Bucky didn’t exactly intend on getting a landscaping job for some swanky rich immigrants but here he was, knocking over a plant that was probable worth more than his entire existence. “Oh fuck, what am I supposed to do? That thing is probably way overpriced,” Bucky says, hands in his hair as he turns to his coworker Sam. He seemed cool enough so Bucky figured they’d get along.

“We can probably fix it,” Sam says, eyeing the plant that was currently laying on the hot concrete in a pretty pathetic manner.

“How? I don’t know shit about plants, I don’t even know how I got this job, I am woefully under qualified. I can’t fix that snapdragon thing,” he says, waving his hand at the fat flower on the ground.

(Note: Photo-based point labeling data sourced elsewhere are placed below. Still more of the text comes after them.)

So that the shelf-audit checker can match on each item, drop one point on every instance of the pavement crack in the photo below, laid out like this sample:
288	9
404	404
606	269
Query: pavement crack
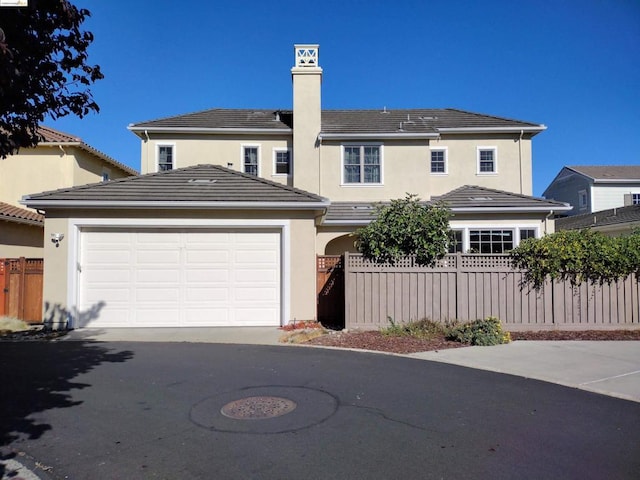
384	416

“That’s a peony. They aren’t even _close_ to the same,” Sam tells him, frowning.

“Whatever. Everything is a snapdragon because snapdragon is a cool thing to say.” That was the law, he didn’t make it up. The door behind them opens so Bucky turns to Sam, “the hell man, why’d you drop that?” he asks just in time to see his boss round the corner. Sam delivers _the_ most unimpressed look Bucky has ever seen in his life, including all those looks he’s gotten from Steve.

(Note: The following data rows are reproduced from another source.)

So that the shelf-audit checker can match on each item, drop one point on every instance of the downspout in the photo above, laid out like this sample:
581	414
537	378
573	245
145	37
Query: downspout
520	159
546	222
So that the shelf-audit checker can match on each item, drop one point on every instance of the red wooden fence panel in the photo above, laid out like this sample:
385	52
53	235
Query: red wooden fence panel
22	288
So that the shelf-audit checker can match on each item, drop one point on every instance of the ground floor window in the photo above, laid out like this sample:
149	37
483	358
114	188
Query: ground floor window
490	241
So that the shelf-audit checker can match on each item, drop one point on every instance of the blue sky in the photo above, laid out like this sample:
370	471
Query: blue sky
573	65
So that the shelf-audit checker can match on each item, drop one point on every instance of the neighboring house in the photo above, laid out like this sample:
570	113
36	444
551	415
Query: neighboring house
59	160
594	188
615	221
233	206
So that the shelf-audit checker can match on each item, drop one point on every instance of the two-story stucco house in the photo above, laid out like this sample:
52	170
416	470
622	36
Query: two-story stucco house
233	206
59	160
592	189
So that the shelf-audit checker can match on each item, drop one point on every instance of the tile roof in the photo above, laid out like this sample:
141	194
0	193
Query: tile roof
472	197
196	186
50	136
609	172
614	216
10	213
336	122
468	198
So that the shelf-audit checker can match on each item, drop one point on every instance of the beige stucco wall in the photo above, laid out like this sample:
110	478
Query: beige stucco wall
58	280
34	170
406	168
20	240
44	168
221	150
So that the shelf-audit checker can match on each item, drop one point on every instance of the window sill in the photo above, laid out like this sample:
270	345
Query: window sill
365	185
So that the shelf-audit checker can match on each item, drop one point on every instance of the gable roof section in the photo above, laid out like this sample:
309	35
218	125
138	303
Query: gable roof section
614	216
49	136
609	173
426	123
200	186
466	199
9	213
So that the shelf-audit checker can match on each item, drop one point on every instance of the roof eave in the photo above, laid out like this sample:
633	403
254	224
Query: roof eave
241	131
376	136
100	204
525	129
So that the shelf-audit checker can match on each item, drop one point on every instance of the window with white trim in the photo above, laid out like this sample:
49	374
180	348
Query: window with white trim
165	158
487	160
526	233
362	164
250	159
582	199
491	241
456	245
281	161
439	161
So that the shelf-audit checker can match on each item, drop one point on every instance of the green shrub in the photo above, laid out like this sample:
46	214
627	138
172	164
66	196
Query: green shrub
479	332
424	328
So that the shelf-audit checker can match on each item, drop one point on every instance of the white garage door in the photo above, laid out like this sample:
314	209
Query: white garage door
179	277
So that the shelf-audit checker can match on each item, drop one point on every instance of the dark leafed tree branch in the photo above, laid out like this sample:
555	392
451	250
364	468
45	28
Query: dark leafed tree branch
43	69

“You have _got_ to be kidding me,” he says, deadpan.

“I do hope you can save that peony,” his boss- T’Chaka? says.

Sam looks at the ground and looks back at Bucky, “well I hear this one has a great green thumb, I’m sure it’ll be fine,” Sam says. Bucky isn’t sure, but he thinks he makes a squeaking noise that may or may not be related to the pressure to fix that snapdragon so he didn’t get fired. Sam looks far too pleased with himself.

*

Bucky is certain he started a war with Sam because he blamed him for dropping that damn snapdragon, but he needed to win Sam back to his side because he accidentally planted an entire garden _backwards_ the day before because his boss’s hot son said hello. He could not afford, literally, to be so distracted but a pretty butt. Sam refuses to be persuaded though, and when Bucky goes to eat his lunch Sam launches dirt at him, getting it in his mouth and all over his face.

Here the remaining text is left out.